Ajiya Berhad (KLSE:AJIYA) shares have continued their recent momentum with a 26% gain in the last month alone. The annual gain comes to 140% following the latest surge, making investors sit up and take notice.
Following the firm bounce in price, Ajiya Berhad's price-to-earnings (or "P/E") ratio of 17.6x might make it look like a sell right now compared to the market in Malaysia, where around half of the companies have P/E ratios below 13x and even P/E's below 7x are quite common. However, the P/E might be high for a reason and it requires further investigation to determine if it's justified.
With earnings growth that's exceedingly strong of late, Ajiya Berhad has been doing very well. It seems that many are expecting the strong earnings performance to beat most other companies over the coming period, which has increased investors’ willingness to pay up for the stock. You'd really hope so, otherwise you're paying a pretty hefty price for no particular reason.
Check out our latest analysis for Ajiya Berhad
Want the full picture on earnings, revenue and cash flow for the company? Then our free report on Ajiya Berhad will help you shine a light on its historical performance.
What Are Growth Metrics Telling Us About The High P/E?
In order to justify its P/E ratio, Ajiya Berhad would need to produce impressive growth in excess of the market.
If we review the last year of earnings growth, the company posted a terrific increase of 49%. The strong recent performance means it was also able to grow EPS by 324% in total over the last three years.

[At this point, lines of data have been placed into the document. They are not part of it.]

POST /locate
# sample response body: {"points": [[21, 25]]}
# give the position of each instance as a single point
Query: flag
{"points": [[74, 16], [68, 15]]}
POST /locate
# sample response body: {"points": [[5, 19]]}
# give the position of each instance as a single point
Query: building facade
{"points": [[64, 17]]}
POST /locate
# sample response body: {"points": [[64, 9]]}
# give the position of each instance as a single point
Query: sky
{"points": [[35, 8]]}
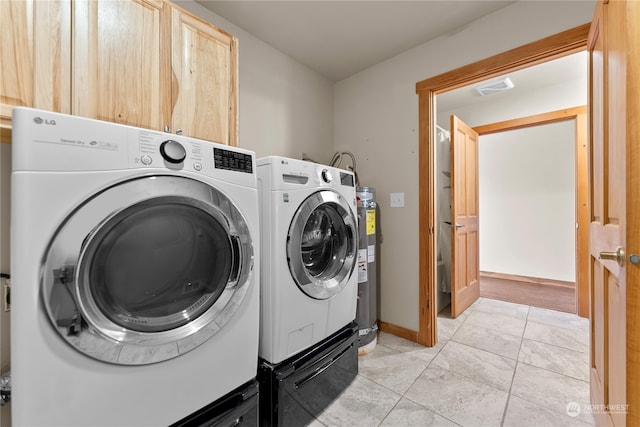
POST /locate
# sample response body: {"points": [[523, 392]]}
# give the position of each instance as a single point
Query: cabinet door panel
{"points": [[203, 83], [34, 57], [119, 70]]}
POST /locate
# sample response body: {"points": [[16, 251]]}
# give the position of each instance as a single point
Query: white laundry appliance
{"points": [[308, 337], [135, 294]]}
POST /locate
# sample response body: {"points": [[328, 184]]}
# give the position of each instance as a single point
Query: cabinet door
{"points": [[34, 57], [204, 79], [120, 70]]}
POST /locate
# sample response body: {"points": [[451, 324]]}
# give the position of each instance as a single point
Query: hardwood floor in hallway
{"points": [[552, 297]]}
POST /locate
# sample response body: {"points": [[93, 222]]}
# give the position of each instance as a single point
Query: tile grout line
{"points": [[506, 406]]}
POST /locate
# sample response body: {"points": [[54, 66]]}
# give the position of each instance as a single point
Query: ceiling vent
{"points": [[495, 86]]}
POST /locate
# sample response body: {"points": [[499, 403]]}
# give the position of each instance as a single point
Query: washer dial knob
{"points": [[172, 151], [325, 175]]}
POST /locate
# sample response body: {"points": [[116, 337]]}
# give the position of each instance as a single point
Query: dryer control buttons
{"points": [[325, 175], [172, 151]]}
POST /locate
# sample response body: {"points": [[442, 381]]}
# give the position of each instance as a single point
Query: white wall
{"points": [[376, 117], [285, 107], [527, 201], [531, 256]]}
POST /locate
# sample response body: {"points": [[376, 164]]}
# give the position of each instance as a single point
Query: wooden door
{"points": [[465, 269], [204, 79], [614, 45], [120, 62], [35, 49]]}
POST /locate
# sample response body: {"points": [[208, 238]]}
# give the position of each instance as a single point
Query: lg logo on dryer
{"points": [[40, 120]]}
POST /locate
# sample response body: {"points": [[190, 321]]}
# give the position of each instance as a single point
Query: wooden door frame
{"points": [[549, 48]]}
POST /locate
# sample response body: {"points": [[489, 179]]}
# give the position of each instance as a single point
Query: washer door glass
{"points": [[152, 280], [321, 244]]}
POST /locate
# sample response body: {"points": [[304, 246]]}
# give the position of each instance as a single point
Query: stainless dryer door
{"points": [[321, 244], [147, 269]]}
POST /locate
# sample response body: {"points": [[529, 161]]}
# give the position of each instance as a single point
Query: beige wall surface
{"points": [[376, 117]]}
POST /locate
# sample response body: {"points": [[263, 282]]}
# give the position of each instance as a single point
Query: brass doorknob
{"points": [[617, 256]]}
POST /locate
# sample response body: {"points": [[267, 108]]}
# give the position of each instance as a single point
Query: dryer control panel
{"points": [[61, 142]]}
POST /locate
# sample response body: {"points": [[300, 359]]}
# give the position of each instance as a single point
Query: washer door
{"points": [[321, 244], [151, 280]]}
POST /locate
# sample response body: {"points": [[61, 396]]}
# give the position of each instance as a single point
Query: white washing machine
{"points": [[309, 253], [135, 297]]}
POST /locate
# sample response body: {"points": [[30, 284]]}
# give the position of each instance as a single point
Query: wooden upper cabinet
{"points": [[148, 63], [204, 79], [145, 63], [118, 70], [35, 41]]}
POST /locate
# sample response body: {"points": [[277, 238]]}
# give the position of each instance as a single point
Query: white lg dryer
{"points": [[135, 259], [309, 249]]}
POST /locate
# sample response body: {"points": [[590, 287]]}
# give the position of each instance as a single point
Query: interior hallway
{"points": [[497, 364]]}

So we can start by confirming that the company has done a great job of growing earnings over that time.
Comparing that to the market, which is only predicted to deliver 13% growth in the next 12 months, the company's momentum is stronger based on recent medium-term annualised earnings results.
With this information, we can see why Ajiya Berhad is trading at such a high P/E compared to the market. It seems most investors are expecting this strong growth to continue and are willing to pay more for the stock.
The Final Word
The large bounce in Ajiya Berhad's shares has lifted the company's P/E to a fairly high level. We'd say the price-to-earnings ratio's power isn't primarily as a valuation instrument but rather to gauge current investor sentiment and future expectations.
As we suspected, our examination of Ajiya Berhad revealed its three-year earnings trends are contributing to its high P/E, given they look better than current market expectations. At this stage investors feel the potential for a deterioration in earnings isn't great enough to justify a lower P/E ratio. If recent medium-term earnings trends continue, it's hard to see the share price falling strongly in the near future under these circumstances.